The film begins with palaeontologist, Zack (Urban), who decides to travel into the Alaskan wilderness in search of the long-lost dinosaur fossils, along with his cynical teenage nephew, Ricky (Rowe) and his high-spirited niece, Jade (Rice). Once there, Ricky refuses to join in on the fun, and Zack and Jade wander off without him. Soon, Ricky is confronted by a bird named Alex (Leguizamo), whose story of courage and survival soon transports the film back in time to the Late Cretaceous era.
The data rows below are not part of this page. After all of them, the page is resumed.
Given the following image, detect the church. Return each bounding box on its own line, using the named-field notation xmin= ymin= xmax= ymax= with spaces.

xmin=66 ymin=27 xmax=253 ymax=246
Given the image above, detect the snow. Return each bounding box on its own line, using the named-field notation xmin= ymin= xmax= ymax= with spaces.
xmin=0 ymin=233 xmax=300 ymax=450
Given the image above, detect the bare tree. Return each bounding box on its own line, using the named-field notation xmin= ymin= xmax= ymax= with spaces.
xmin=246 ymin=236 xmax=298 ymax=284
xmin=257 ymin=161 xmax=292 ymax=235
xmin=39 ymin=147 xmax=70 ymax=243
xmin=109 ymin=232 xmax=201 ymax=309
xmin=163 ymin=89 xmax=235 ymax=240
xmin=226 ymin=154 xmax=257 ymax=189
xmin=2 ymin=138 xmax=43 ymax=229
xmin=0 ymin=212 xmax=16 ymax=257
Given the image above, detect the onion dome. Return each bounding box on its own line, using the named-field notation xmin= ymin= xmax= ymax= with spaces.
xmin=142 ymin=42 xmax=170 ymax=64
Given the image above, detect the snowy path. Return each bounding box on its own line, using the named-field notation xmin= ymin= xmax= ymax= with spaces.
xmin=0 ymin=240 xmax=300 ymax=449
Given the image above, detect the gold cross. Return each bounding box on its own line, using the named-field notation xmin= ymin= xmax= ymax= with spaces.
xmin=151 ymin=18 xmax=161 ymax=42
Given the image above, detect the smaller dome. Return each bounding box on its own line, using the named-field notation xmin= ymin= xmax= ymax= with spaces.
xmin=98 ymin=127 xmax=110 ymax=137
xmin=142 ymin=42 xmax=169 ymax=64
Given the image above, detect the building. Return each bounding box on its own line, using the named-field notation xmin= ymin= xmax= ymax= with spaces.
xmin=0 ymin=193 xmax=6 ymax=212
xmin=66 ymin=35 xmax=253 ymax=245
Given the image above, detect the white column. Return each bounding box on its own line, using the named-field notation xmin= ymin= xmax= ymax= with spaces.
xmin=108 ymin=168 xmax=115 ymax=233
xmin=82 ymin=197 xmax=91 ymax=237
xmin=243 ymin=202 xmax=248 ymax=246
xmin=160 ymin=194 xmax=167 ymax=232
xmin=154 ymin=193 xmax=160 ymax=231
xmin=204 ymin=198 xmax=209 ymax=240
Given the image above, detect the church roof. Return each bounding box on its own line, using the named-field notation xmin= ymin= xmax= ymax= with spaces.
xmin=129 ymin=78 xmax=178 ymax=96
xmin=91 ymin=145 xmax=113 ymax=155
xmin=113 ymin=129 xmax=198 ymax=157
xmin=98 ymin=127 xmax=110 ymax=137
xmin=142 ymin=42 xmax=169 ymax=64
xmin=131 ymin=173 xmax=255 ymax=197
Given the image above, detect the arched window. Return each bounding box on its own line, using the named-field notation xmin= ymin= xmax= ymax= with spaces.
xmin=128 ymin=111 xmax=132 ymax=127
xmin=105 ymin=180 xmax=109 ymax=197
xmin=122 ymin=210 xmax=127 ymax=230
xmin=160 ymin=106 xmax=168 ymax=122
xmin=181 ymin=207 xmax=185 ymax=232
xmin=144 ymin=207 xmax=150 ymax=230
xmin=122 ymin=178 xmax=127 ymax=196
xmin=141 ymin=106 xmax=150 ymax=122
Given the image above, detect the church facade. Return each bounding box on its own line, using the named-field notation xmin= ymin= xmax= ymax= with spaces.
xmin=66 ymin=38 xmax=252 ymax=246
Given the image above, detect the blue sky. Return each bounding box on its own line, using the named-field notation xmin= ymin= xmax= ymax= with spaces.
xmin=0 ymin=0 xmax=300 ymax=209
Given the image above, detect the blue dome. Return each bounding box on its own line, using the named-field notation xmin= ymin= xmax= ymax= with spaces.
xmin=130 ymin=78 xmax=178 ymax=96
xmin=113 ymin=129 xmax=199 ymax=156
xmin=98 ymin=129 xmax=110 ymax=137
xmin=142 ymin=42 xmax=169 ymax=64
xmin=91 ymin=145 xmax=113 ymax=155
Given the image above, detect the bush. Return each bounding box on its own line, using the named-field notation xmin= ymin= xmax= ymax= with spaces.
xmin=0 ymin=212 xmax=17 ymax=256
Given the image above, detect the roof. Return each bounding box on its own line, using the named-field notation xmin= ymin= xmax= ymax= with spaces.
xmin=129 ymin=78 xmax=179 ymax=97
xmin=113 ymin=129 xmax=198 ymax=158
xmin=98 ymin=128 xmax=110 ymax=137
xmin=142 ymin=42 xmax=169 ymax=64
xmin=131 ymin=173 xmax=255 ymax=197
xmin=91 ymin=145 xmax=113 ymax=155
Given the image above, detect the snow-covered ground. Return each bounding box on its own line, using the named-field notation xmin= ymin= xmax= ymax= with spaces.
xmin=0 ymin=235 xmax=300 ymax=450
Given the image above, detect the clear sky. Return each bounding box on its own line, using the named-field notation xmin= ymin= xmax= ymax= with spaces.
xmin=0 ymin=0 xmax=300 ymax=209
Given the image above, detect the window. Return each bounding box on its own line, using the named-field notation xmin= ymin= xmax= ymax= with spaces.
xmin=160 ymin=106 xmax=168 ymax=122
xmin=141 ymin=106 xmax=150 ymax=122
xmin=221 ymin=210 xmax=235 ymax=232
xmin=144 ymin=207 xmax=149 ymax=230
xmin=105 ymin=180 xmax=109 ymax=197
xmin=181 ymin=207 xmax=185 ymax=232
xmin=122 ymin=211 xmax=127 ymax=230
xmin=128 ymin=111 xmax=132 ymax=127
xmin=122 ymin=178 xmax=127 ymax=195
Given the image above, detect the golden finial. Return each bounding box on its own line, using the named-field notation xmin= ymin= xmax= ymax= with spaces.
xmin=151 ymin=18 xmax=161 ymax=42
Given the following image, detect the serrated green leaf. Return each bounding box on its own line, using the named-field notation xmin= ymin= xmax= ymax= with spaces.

We soon meet Patchi (Long) – the smallest amongst his fellow Pachyrhinosauruses – who is forever in battle with his much tougher and older brother, Scowler (Stone). During migration, and the long haul across the Alaskan wilderness, the herd runs into path of the Gorgosaureses; after losing both of their parents, Scowler takes over as the leader of the pack. To further Patchi's anguish, Scowler soon takes Juniper (Sircar) as his bride; a female dinosaur from the neighbouring herd with whom Patchi has been in love with for as long as he can remember.

Placed at the back of the herd and living under his brother's egotistical rule, can Patchi come into his own, take over the herd and win back the love of his life?

Directed by Barry Cook and Neil Nightingale, Walking with Dinosaurs, is a very 'chatty' animated feature; from the voice-over narrative to the rambling coming from the dinosaurs that never seem to open their mouths, the picture is filled with an abundance of oddities and distractions.

As the self-doubting Patchi, Long tries to infuse a lovable quality to his part, however, neither him nor Stone, as his older and reckless brother, are able to ignite any notable personality. Leguiziamo is equally as flat, although his excitable narration keeps you awake.

Finding itself in the abyss that is edutainment, Walking with Dinosaurs' 3D animation and the clever use of CGI is possibly the film's strongest aspect. Unfortunately, it's a little too cartoonish and reliant on adolescent humour does the original TV series a great dishonour.